Egypt is expanding its solar and wind power generation rapidly. Part of the government’s plans to diversify the energy mix by rapidly expanding the country’s renewable energy capacity, Egypt has set targets to increase its renewable energy capacity to 20 per cent by 2022 and to 42 per cent by 2035.
Daily sunshine levels range between 9 and 11 hours per day, while median wind speeds reach 8-10 meters per second on the Red Sea coast, and 6-8 meters per second on both the south-west banks of the Nile and southern part of the Western Desert.
Solar and wind are expected to take the place of hydro as the drivers of the country’s renewables mix. Hydro is the country’s most mature form of renewable energy and made up around half of national power in the 1960s and 1970s. While it is still the largest form of renewable energy in the power mix, with an installed capacity of 2800 MW, it is expected to be eclipsed by solar and wind by FY 2021/22.
Egypt’s minister of electricity and renewable energy, announced in mid-October that the country will inaugurate the 1.4-GW Benban Solar Park by November 2019. Located in the Aswan Governorate in Upper Egypt, the solar park has attracted some $2 billion in investment, with around 30 companies already establishing energy projects and commercial operations at the site.

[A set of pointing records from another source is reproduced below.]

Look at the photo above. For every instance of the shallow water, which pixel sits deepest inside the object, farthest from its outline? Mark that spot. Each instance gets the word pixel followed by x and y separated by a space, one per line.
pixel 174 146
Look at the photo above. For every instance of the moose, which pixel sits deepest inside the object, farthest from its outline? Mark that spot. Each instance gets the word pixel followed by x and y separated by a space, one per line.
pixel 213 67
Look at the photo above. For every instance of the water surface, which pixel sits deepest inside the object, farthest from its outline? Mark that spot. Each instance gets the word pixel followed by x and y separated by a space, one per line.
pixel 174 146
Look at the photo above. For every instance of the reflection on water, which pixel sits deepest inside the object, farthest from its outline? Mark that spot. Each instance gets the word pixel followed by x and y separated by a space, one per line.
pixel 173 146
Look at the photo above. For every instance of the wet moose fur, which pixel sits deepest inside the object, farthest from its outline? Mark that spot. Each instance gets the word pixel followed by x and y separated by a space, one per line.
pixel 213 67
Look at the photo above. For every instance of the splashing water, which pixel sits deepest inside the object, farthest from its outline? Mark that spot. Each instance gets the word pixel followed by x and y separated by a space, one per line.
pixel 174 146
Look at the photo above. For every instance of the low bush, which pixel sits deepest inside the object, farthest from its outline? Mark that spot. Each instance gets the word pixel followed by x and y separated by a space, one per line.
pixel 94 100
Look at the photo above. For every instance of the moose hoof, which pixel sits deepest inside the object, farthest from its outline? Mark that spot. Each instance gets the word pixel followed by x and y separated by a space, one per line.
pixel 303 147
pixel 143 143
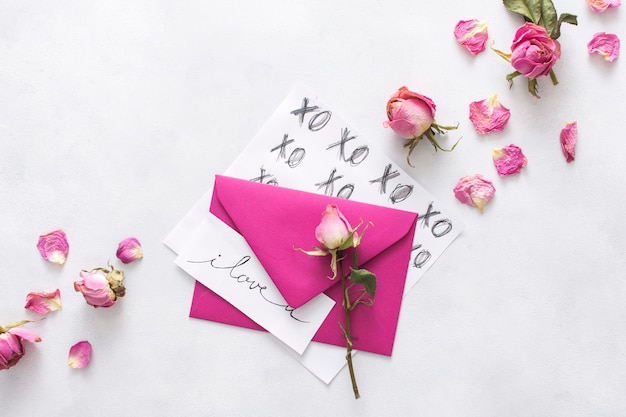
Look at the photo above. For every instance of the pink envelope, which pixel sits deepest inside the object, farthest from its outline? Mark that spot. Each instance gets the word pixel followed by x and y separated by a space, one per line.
pixel 274 220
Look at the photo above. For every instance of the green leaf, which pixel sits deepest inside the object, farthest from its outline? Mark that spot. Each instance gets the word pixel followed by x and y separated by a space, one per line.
pixel 366 278
pixel 530 9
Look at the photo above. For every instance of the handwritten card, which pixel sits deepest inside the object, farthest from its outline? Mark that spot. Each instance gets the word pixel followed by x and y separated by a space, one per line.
pixel 222 260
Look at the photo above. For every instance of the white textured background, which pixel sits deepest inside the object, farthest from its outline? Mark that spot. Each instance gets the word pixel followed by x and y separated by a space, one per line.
pixel 116 114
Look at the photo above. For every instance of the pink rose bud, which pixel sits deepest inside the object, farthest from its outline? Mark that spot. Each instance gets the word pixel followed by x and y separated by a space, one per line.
pixel 533 52
pixel 11 347
pixel 605 44
pixel 53 247
pixel 472 35
pixel 569 137
pixel 129 250
pixel 489 115
pixel 509 160
pixel 43 302
pixel 474 191
pixel 80 355
pixel 600 6
pixel 410 114
pixel 101 290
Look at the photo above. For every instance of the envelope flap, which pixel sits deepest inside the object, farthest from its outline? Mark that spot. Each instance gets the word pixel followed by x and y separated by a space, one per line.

An important aspect of Benban’s success has been the government’s commitment to purchase electricity produced at the site for the next 25 years, which has helped to incentivize foreign companies. The announcement of the official opening at Benban comes at a time when other renewable projects are being expanded.
On October 14 this year, construction officially began on the 250-MW West Bakr wind farm, located 30 km north-west of the town of Ras Ghareb on the east coast. A total of 96 turbines will be constructed at the site, which will produce enough electricity to power 350,000 homes once fully operational in 2021.